In a congressional hearing, Representative Ami Bera said the patient was admitted to the University of California Davis Medical Center on February 19 and quickly placed on a ventilator.

The same day, her doctors asked to submit a sample for a coronavirus test to federal authorities.

But it was not until February 23, after her condition had worsened, that there was "an insistence and a strong push and ultimately the patient did get tested," added Bera, a doctor who once worked at the same hospital.

He said he learned of the case details from former colleagues.

It took another three days for the positive result to return, and the Centers for Disease Control and Prevention (CDC) on Wednesday declared it the first suspected case of community transmission.

This means the source of infection is unknown, a sign that the pathogen is no longer contained.

If confirmed, the development represents a new and more complicated challenge in the battle against the virus in the US.

Bera, who chairs the House Foreign Affairs Subcommittee on Asia, the Pacific and Nonproliferation, questioned CDC director Robert Redfield, who said the agency's testing guidelines were updated Thursday as a result of the case.

Difficult to recognize

"The recommendation should be when a clinician or public health individual suspects coronavirus, then we should be able to get a test for coronavirus, so that's the current guidance that went out today," said Redfield.

He testified that what made the coronavirus particularly difficult to recognize is that infected people can show no symptoms but still spread it.

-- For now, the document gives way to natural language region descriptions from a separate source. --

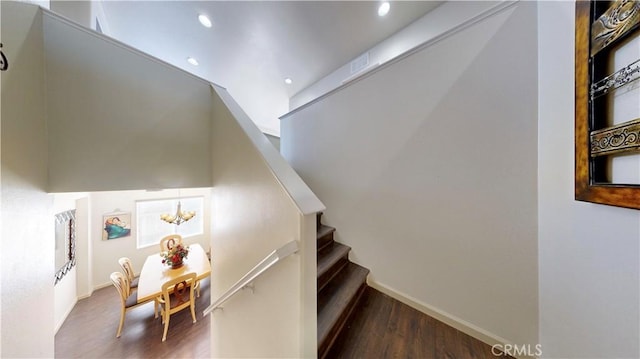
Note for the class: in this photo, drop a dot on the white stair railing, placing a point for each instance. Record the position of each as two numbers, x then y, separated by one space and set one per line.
273 258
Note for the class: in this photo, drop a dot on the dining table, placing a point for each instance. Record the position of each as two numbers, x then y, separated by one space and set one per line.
154 273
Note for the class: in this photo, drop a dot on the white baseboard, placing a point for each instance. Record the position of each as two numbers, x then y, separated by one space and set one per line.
64 317
451 320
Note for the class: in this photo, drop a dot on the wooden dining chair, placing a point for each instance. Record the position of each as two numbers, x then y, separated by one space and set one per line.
170 240
177 294
128 299
127 269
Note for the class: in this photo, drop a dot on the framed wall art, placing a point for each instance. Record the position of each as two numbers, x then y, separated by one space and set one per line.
116 225
607 102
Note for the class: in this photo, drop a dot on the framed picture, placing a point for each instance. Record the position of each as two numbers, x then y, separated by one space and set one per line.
116 225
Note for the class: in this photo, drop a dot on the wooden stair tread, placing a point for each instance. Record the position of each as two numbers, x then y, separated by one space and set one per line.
324 236
334 300
324 230
330 256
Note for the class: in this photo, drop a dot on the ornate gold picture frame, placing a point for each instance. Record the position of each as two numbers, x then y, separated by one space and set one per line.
607 97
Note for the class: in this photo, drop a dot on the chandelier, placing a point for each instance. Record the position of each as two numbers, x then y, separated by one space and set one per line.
179 217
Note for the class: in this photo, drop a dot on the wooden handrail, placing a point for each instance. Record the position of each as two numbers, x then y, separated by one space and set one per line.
273 258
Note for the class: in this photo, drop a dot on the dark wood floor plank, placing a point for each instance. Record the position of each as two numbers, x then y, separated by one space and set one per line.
90 330
383 327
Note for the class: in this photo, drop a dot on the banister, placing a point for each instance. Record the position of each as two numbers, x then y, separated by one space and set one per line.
270 260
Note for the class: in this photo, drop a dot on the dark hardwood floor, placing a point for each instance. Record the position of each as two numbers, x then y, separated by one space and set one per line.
383 327
90 330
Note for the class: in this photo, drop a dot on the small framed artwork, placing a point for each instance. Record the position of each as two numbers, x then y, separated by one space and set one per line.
116 225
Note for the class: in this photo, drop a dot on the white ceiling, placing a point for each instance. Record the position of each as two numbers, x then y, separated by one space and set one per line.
254 45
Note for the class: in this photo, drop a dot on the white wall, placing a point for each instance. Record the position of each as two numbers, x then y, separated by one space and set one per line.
589 255
428 169
27 266
253 214
429 28
114 110
105 254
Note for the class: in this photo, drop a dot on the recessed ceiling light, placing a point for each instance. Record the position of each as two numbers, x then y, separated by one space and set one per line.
384 8
192 61
204 20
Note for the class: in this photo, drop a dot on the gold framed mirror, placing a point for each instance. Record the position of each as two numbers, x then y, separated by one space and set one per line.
607 103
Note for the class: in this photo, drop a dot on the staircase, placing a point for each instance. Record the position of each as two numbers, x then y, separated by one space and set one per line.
340 286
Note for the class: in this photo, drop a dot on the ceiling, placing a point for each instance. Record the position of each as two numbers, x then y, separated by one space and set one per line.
254 45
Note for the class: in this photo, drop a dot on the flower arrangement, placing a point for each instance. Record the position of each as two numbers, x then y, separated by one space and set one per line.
175 255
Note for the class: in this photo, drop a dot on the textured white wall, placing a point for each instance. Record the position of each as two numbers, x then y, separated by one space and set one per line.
430 27
589 254
113 110
27 266
428 170
252 216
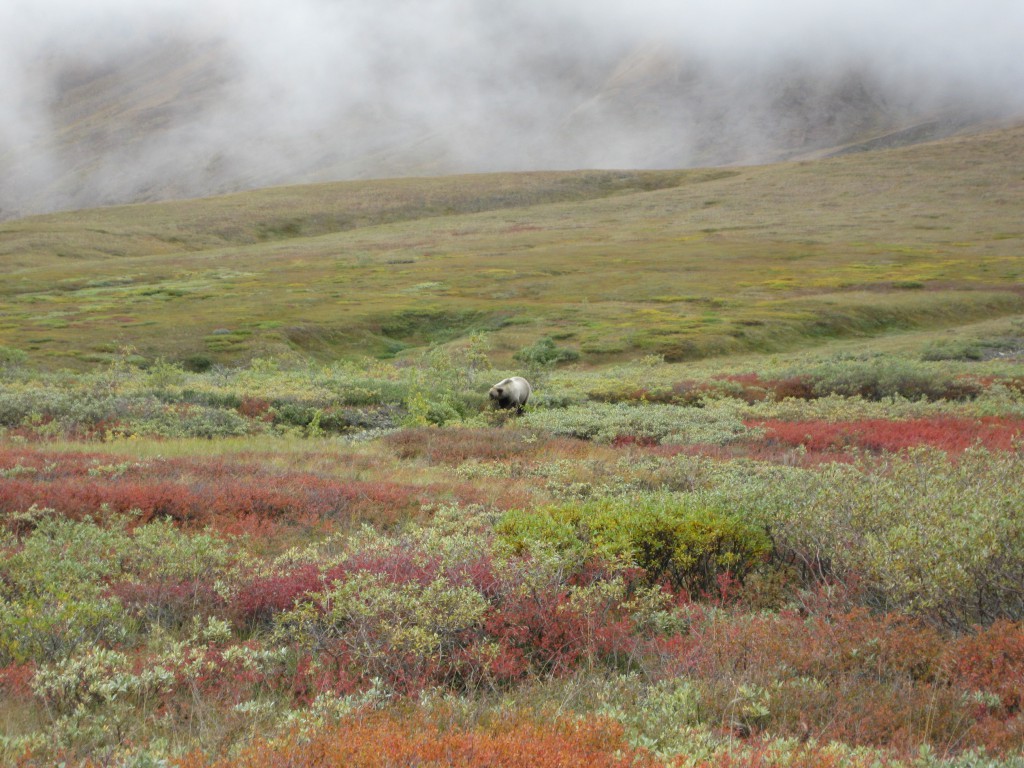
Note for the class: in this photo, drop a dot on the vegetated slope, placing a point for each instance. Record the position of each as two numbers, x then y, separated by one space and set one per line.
684 264
170 116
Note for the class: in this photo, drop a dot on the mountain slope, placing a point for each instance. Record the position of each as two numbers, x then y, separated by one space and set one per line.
181 117
684 264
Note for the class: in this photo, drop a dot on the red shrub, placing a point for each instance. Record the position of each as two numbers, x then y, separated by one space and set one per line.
259 599
382 740
991 660
456 445
949 433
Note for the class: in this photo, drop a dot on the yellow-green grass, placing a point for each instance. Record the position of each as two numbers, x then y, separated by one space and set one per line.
684 264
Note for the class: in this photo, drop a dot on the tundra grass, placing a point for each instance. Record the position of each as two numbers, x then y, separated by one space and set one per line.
685 264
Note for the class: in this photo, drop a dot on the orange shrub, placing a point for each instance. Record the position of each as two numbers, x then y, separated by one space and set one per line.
383 740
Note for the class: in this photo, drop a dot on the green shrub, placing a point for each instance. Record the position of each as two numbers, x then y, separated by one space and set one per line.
604 422
545 353
685 543
936 537
888 377
52 599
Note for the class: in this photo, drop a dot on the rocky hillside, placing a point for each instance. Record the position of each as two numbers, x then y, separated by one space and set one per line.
177 118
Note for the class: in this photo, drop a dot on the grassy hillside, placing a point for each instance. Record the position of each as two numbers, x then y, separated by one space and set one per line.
806 558
684 264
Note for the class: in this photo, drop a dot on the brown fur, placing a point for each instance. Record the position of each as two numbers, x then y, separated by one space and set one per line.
510 393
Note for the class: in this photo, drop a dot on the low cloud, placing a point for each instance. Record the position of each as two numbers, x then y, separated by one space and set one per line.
115 100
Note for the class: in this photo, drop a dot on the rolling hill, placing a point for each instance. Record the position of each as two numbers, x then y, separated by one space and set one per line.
685 264
185 117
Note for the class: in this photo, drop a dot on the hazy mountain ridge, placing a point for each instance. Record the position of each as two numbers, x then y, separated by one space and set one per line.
169 119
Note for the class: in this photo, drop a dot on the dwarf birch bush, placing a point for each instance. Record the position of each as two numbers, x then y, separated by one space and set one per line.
928 535
603 422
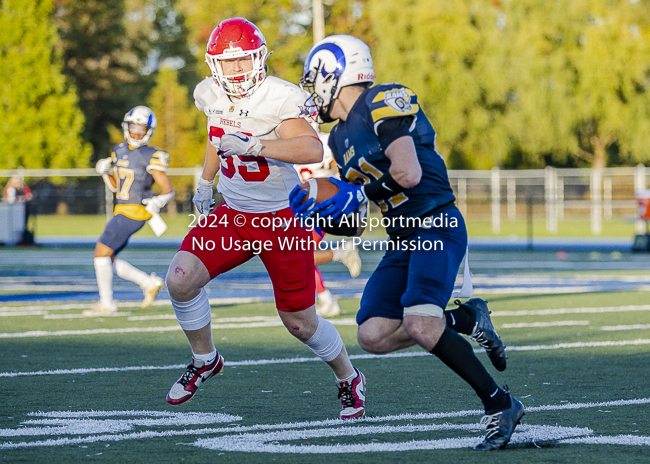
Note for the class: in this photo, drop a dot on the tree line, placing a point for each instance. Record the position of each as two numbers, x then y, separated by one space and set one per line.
521 84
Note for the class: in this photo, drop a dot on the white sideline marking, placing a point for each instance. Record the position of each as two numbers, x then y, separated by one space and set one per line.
268 442
612 328
86 426
260 362
523 325
548 312
629 440
79 316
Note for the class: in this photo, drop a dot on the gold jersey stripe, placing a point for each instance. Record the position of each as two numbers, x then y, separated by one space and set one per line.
135 212
380 96
387 111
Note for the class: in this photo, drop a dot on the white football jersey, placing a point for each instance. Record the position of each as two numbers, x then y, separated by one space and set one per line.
322 169
252 184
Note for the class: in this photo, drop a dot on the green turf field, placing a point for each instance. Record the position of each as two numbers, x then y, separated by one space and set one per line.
576 361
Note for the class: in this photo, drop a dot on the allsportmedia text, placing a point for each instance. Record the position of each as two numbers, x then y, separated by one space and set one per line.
308 244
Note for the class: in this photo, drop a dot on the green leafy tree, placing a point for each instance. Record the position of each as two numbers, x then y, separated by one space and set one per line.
104 61
585 88
41 123
445 51
180 130
560 82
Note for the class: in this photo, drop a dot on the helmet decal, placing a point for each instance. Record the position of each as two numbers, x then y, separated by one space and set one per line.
333 63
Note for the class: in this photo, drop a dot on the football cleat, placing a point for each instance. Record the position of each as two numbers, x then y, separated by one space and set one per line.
352 261
484 333
196 373
101 309
152 290
501 425
353 397
329 309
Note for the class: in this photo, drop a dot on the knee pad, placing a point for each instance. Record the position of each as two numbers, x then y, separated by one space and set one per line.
326 343
425 310
193 314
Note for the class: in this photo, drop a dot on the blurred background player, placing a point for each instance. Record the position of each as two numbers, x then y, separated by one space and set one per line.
132 169
242 103
327 305
17 191
385 147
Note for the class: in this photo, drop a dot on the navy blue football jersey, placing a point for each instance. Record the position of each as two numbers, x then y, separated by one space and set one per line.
133 166
358 149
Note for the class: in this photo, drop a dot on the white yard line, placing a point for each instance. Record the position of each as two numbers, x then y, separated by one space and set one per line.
613 328
550 312
259 362
92 429
523 325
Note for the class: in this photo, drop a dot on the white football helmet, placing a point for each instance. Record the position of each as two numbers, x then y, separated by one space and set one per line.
139 116
333 63
237 38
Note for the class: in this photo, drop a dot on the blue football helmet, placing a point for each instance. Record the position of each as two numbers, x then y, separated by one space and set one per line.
333 63
139 116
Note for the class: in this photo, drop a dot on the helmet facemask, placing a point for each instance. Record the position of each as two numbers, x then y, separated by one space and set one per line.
333 63
323 88
242 84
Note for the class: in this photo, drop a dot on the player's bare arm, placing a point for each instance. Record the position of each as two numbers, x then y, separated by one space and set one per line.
299 143
404 165
212 162
163 182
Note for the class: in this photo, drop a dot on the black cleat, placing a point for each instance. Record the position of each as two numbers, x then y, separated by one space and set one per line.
484 333
501 425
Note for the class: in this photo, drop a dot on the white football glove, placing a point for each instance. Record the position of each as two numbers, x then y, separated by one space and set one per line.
104 166
239 144
155 204
203 198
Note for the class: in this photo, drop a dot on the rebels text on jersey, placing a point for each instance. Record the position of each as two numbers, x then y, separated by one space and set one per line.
252 184
358 145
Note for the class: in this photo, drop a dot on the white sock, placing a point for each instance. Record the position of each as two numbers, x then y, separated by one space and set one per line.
325 297
129 272
338 253
206 358
104 275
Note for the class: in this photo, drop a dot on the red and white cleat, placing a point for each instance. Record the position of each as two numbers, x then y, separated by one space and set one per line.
197 372
353 397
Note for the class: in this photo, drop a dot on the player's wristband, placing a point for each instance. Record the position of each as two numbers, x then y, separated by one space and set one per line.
382 188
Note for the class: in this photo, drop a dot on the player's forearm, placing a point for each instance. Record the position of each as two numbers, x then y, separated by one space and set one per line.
112 179
298 150
405 167
211 164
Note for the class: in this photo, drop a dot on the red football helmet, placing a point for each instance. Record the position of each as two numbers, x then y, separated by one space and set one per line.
237 38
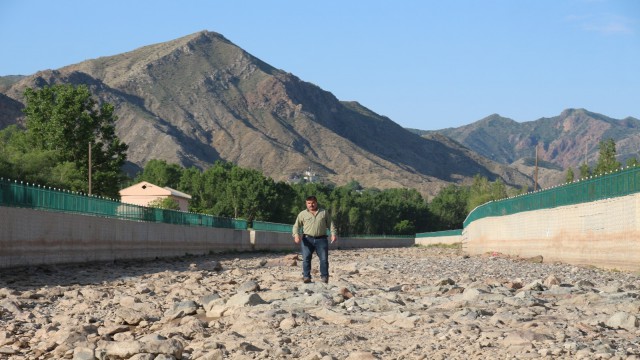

Or, they may have only mild symptoms like a scratchy throat or dry cough.

Brian Garibaldi, a public health expert at Johns Hopkins Hospital in Maryland, said he expected the number of cases being tested in the US to surge as a result of the new guidelines.

Whistleblower complaint

A whistleblower complaint cited by US media including The Washington Post and The New York Times said federal health employees were sent to interact with repatriated Americans at the two bases without protective gear or training.

The complaint was submitted by a senior official in the Department of Health and Human Services (HHS) who said she was improperly re-assigned after raising her concerns and threatened with being fired if she did not comply.

In total, there were just under 30 workers who were exposed in this way in late January and early February, the complaint said.

Speaking at an earlier news conference in California, Governor Gavin Newsom said California was monitoring 8,400 people for possible infection.

But he sought to reassure the public that the risk of contracting the virus remains low.

Newsom told reporters his team was working with the CDC on making improved testing methods the top priority.

"We are not overreacting but nor are we underreacting to the understandable anxiety," he said.

He added the state had only 200 testing kits and had appealed for more from the federal government. Redfield later told Congress more tests were on their way.

Overall there are 61 cases in the US -- including 46 people who were repatriated from abroad.

US President Donald Trump has downplayed the potential spread of the novel coronavirus in the country, a message seemingly at odds with senior public health officials who have urged Americans to prepare to cancel mass gatherings and work from home.

In a series of tweets late Thursday he blamed the media for refusing "to discuss the great job our professionals are doing!"

He said there are only "a very small number" of US cases "& China numbers look to be going down.

"All countries working together!" Trump added.

More than 80,000 people have been infected worldwide and 2,800 have died, mostly in China, where the virus originated late last year.